C.G. Jung Letter to Victor White
Excerpted from C.G. Jung: Letters: Volume 2: 1951-1961
Edited by Gerhard Adler, Translated by Jeffrey Hulen, (1975)
Princeton, NJ: Princeton University Press
10 April 1954
. . . Is the LSD-drug mescalin? It has indeed very curious effects – vide Aldous Huxley! – of which I know far too little. I don't know either what its psychotherapeutic value with neurotic or psychotic patients is. I only know there is no point in wishing to know more of the collective unconscious than one gets through dreams and intuition. The more you know of it, the greater and heavier becomes your moral burden, because the unconscious contents transform themselves into your individual tasks and duties as soon as they become conscious. Do you want to increase loneliness and misunderstanding? Do you want to find more and more complications and increasing responsibilities? You get enough of it. If I once could say that I had done everything I know I had to do, then perhaps I should realize a legitimate need to take mescalin. But if I should take it now, I would not be sure at all that I had not taken it out of idle curiosity. I should hate the thought that I had touched on the sphere where the paint is made that colours the world, where the light is created that makes shine the splendour of the dawn, the lines and shapes of all form, the sound that fills the orbit, the thought that illuminates the darkness of the void. There are some impoverished creatures, perhaps, for whom mescalin would be a heavensent gift without a counterpoison, but I am profoundly mistrustful of the "pure gifts of the Gods." You pay very dearly for them. Quidquid id est, timeo Danaos et dona ferentes. ["(Men of Troy, beware the horse!) Whatever it is, I fear the Greeks, even bearing gifts" – Virgil, Aeneid, I, 48.]
This is not the point at all, to know of or about the unconscious, nor does the story end here; on the contrary, it is how and where you begin the real quest. If you are too unconscious it is a great relief to know a bit of the collective unconscious. But it soon becomes dangerous to know more, because one does not learn at the same time how to balance it through a conscious equivalent. That is the mistake Aldous Huxley makes: he does not know that he is in the role of the "Zauberlehrling," [sorcerer's apprentice] who learned from his master how to call the ghosts but did not know how to get rid of them again:
Die ich rief, die Geister,Werd ich nun nicht los!
[Those that I called, the spirits, I cannot now send away!]
It is really the mistake of our age. We think it is enough to discover new things, but we don't realize that knowing more demands a corresponding development of morality. Radioactive clouds over Japan, Calcutta, and Saskatchawan point to progressive poisoning of the universal atmosphere.

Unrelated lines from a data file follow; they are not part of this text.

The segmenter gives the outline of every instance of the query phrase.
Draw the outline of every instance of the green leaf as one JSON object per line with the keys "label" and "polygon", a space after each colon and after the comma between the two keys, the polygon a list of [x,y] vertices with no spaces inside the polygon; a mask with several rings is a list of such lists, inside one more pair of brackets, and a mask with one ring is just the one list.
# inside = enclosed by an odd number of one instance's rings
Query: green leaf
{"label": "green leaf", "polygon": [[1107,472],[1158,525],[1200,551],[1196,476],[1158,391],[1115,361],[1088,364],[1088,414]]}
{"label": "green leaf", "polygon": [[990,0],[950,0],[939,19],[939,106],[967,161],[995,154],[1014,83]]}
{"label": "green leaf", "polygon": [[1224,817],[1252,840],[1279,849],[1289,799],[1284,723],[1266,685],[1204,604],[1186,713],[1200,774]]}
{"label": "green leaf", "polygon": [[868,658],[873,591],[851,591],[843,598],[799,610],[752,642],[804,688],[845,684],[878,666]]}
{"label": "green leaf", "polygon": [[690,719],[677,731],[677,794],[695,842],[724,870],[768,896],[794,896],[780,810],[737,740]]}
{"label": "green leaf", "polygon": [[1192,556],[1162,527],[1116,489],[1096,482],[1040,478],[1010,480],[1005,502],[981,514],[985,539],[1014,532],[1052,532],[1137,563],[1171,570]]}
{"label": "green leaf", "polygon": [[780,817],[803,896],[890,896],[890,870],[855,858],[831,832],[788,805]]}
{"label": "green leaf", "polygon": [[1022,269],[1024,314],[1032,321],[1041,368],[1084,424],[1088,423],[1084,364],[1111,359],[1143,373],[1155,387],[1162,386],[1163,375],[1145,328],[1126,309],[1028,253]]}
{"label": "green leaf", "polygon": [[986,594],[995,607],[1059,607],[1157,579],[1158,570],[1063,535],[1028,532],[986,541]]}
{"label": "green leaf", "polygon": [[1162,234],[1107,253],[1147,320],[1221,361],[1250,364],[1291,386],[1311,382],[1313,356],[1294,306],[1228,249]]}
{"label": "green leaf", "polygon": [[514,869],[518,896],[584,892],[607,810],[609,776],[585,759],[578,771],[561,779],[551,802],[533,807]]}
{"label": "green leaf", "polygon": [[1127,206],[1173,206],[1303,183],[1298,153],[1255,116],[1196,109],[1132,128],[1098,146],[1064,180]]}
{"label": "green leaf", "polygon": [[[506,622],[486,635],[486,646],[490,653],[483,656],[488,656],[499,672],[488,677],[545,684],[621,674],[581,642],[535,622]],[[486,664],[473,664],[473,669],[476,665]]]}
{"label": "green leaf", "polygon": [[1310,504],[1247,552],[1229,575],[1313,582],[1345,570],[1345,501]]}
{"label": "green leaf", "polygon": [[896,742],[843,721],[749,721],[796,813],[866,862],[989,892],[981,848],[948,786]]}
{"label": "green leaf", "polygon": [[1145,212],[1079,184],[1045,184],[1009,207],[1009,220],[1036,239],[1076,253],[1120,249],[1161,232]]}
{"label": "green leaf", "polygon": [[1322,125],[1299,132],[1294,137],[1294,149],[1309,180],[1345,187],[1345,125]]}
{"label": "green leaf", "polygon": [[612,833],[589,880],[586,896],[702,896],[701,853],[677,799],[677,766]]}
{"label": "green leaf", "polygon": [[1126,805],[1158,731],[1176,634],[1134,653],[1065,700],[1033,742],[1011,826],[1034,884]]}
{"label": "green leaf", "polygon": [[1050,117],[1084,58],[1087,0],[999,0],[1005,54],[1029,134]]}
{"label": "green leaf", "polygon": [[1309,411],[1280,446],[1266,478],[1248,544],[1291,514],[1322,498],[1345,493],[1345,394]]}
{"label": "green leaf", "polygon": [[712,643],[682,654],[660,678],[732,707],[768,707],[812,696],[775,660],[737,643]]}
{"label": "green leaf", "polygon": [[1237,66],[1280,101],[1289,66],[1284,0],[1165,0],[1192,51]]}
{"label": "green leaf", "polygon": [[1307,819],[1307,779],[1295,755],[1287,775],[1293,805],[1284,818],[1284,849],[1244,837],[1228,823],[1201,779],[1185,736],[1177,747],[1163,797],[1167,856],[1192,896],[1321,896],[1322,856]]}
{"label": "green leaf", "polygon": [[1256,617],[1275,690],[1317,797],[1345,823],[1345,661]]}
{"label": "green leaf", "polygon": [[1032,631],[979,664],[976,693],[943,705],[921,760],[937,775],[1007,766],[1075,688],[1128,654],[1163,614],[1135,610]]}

I should indeed be obliged to you if you could let me see the material they get with LSD. It is quite awful that the alienists have caught hold of a new poison to play with, without the faintest knowledge or feeling of responsibility. It is just as if a surgeon had never learned further than to cut open his patient's belly and leave things there. When one gets to know unconscious contents one should know how to deal with them. I can only hope that the doctors will feed themselves thoroughly with mescalin, the alkaloid of divine grace, so that they learn for themselves its marvelous effect. You have not finished with the conscious side yet. Why should you expect more from the unconscious? For 35 years I have known enough of the collective unconscious and my whole effort is concentrated upon preparing the ways and means to deal with it. (page 172)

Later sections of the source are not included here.